The Confederate Congress immediately adjourns into closed-door sessions to
acrimoniously debate the issue.
Judah
P. Benjamin, Davis’ Secretary of War, asserts, “We want means!” but a
Mississippi Congressman retorts, “Victory
itself will be robbed of its glory if shared with slaves.”
The fire-eating Georgia Congressman,
Robert Toombs agrees with his Mississippi colleague that “The worst calamity that could befall us would be to gain our
independence by the valor of our slaves.”
General
Howell Cobb adds, “If the negro would
make a good soldier then our whole theory of slavery is wrong. It is the
beginning of the end of the revolution.” Several members of Congress call
for the end of the war and reunification with the United States in lieu of
slave emancipation.
The
debate soon reaches beyond the closed doors of Congress. The Richmond Post-Dispatch goes so far as to
question General Lee’s nationalism, calling him “a Unionist . . . a hereditary Federalist . . . and an emancipationist”

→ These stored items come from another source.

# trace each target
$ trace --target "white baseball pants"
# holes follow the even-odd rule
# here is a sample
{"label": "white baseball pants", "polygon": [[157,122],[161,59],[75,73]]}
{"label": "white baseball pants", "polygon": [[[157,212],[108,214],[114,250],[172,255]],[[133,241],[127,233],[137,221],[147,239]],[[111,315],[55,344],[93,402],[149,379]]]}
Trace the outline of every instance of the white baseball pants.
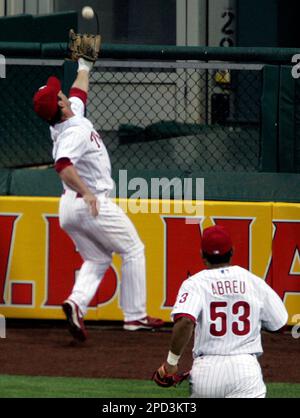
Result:
{"label": "white baseball pants", "polygon": [[191,371],[192,398],[265,398],[266,386],[256,356],[203,356]]}
{"label": "white baseball pants", "polygon": [[117,253],[122,257],[120,305],[124,319],[142,319],[147,315],[144,245],[118,205],[103,196],[99,196],[99,205],[99,216],[94,218],[84,200],[75,193],[66,192],[60,201],[60,226],[72,238],[84,260],[69,298],[84,316],[113,253]]}

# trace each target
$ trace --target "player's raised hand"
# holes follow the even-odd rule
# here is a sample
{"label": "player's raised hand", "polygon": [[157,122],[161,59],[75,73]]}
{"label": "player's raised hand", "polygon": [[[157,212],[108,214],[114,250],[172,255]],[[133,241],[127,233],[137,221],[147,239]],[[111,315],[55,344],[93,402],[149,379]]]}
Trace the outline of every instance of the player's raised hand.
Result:
{"label": "player's raised hand", "polygon": [[93,193],[86,193],[83,196],[83,200],[88,205],[91,215],[96,218],[99,215],[98,199]]}

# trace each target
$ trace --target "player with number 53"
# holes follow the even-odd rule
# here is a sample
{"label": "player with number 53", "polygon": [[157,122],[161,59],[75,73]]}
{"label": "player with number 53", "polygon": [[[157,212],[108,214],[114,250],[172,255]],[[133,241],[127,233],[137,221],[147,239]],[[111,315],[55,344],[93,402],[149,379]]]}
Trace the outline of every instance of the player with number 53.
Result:
{"label": "player with number 53", "polygon": [[204,230],[202,257],[207,269],[189,277],[179,290],[170,351],[155,374],[156,383],[177,376],[179,359],[195,328],[192,397],[266,396],[257,361],[263,353],[261,329],[280,330],[288,313],[264,280],[231,265],[232,256],[228,231],[218,225]]}

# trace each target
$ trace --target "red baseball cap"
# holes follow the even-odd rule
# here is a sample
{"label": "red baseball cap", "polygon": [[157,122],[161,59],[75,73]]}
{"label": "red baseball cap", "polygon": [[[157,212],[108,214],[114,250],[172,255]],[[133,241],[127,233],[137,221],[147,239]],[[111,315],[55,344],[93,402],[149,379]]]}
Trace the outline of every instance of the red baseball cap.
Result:
{"label": "red baseball cap", "polygon": [[229,232],[222,226],[215,225],[203,231],[202,251],[208,255],[224,255],[232,250]]}
{"label": "red baseball cap", "polygon": [[39,89],[33,98],[34,111],[40,118],[51,121],[58,110],[57,95],[61,91],[61,82],[56,77],[50,77],[47,85]]}

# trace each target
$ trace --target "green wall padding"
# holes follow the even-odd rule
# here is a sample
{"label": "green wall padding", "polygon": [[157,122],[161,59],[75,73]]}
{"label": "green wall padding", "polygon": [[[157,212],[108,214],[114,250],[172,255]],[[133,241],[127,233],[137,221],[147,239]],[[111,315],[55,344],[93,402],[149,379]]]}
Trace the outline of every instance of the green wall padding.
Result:
{"label": "green wall padding", "polygon": [[[1,19],[0,19],[1,26]],[[0,52],[6,58],[40,58],[41,44],[39,42],[5,42],[0,41]]]}
{"label": "green wall padding", "polygon": [[0,42],[35,42],[35,39],[32,15],[0,18]]}
{"label": "green wall padding", "polygon": [[[300,174],[284,173],[210,173],[195,171],[185,173],[183,171],[169,170],[129,170],[128,182],[134,178],[142,178],[147,181],[148,195],[151,196],[151,179],[155,178],[185,178],[193,179],[193,198],[195,198],[195,179],[204,178],[205,200],[216,201],[240,201],[240,202],[300,202]],[[119,173],[113,172],[113,178],[119,190]],[[5,182],[5,177],[3,177]],[[0,181],[1,184],[1,181]],[[59,176],[52,169],[13,170],[11,173],[9,194],[13,196],[61,196],[62,186]],[[127,192],[131,197],[133,190]],[[119,193],[117,194],[119,196]],[[126,190],[121,191],[120,197],[126,196]],[[159,196],[152,197],[161,197]],[[174,197],[173,190],[171,198]]]}
{"label": "green wall padding", "polygon": [[69,30],[78,30],[78,13],[75,11],[40,15],[33,18],[35,37],[41,43],[67,42]]}
{"label": "green wall padding", "polygon": [[78,30],[78,13],[75,11],[2,17],[0,42],[68,42],[69,29]]}
{"label": "green wall padding", "polygon": [[203,173],[205,200],[240,202],[300,202],[299,174],[287,173]]}
{"label": "green wall padding", "polygon": [[54,169],[13,170],[11,196],[60,196],[61,181]]}
{"label": "green wall padding", "polygon": [[0,169],[0,196],[9,194],[11,174],[10,170]]}

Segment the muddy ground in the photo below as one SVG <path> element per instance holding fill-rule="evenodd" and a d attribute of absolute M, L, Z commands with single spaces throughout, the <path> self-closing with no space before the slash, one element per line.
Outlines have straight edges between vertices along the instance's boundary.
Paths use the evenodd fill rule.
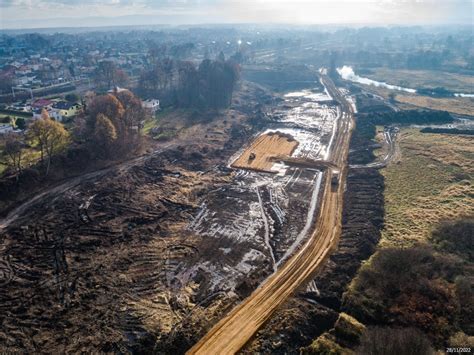
<path fill-rule="evenodd" d="M 367 127 L 359 123 L 356 119 L 349 164 L 369 163 L 374 158 L 370 130 L 367 132 Z M 343 292 L 380 239 L 383 189 L 383 176 L 378 170 L 349 170 L 337 250 L 314 280 L 272 316 L 242 353 L 299 354 L 300 348 L 334 327 Z"/>
<path fill-rule="evenodd" d="M 189 228 L 203 196 L 233 179 L 227 160 L 265 100 L 245 85 L 231 110 L 193 126 L 192 142 L 46 194 L 11 222 L 0 235 L 0 352 L 183 351 L 271 272 L 244 258 L 263 252 L 258 242 Z M 235 288 L 217 283 L 239 263 L 248 272 Z"/>
<path fill-rule="evenodd" d="M 188 349 L 313 226 L 320 171 L 229 168 L 269 128 L 313 132 L 298 154 L 326 154 L 336 110 L 311 95 L 285 106 L 244 83 L 178 144 L 21 209 L 0 235 L 0 352 Z"/>
<path fill-rule="evenodd" d="M 298 140 L 297 158 L 328 157 L 340 110 L 319 82 L 304 84 L 272 96 L 244 82 L 225 113 L 192 114 L 192 125 L 179 119 L 177 142 L 163 151 L 22 209 L 0 235 L 0 352 L 189 349 L 314 227 L 320 170 L 229 167 L 252 138 L 275 131 Z M 360 174 L 350 175 L 349 191 L 365 181 Z M 373 182 L 362 195 L 346 196 L 359 214 L 344 218 L 362 220 L 345 230 L 339 258 L 365 248 L 351 238 L 372 223 L 363 218 L 375 204 Z M 366 204 L 355 202 L 361 196 Z M 293 351 L 332 326 L 337 307 L 330 303 L 346 280 L 325 275 L 337 272 L 338 253 L 251 349 Z M 289 338 L 280 337 L 282 329 Z"/>

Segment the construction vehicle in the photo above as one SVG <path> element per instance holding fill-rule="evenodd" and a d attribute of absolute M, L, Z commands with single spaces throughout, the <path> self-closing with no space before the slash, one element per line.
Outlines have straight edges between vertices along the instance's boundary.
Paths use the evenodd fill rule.
<path fill-rule="evenodd" d="M 333 191 L 337 190 L 339 186 L 339 179 L 341 178 L 341 172 L 339 170 L 333 170 L 331 175 L 331 188 Z"/>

but then ends its diatribe lamely, “There is no doubt that the country will give
General Lee what he asks --- whatever he
asks.”
The Charleston
Mercury, the most fire-eating of all Confederate newspapers, thunders: “We want no Confederate government without
our institutions --- and we will have
none!”
R.M.T
Hunter, the President pro tempore of
the Confederate Senate asks rhetorically, “If
not for our property rights . . . then what are we fighting for?”
By
asking the question, Hunter has come, unconsciously, to the crux of the matter.
Is the Confederacy fighting for the perpetuation of slavery or for its
independence? Tellingly, the Confederate
Congress reaches no decisions at this critical juncture. It just continues to
debate.
And
perhaps most ironically of all, the United States House of Representatives will
be engaged in its own vociferous debate this session, regarding the passage of
the Thirteenth Amendment and the end of slavery.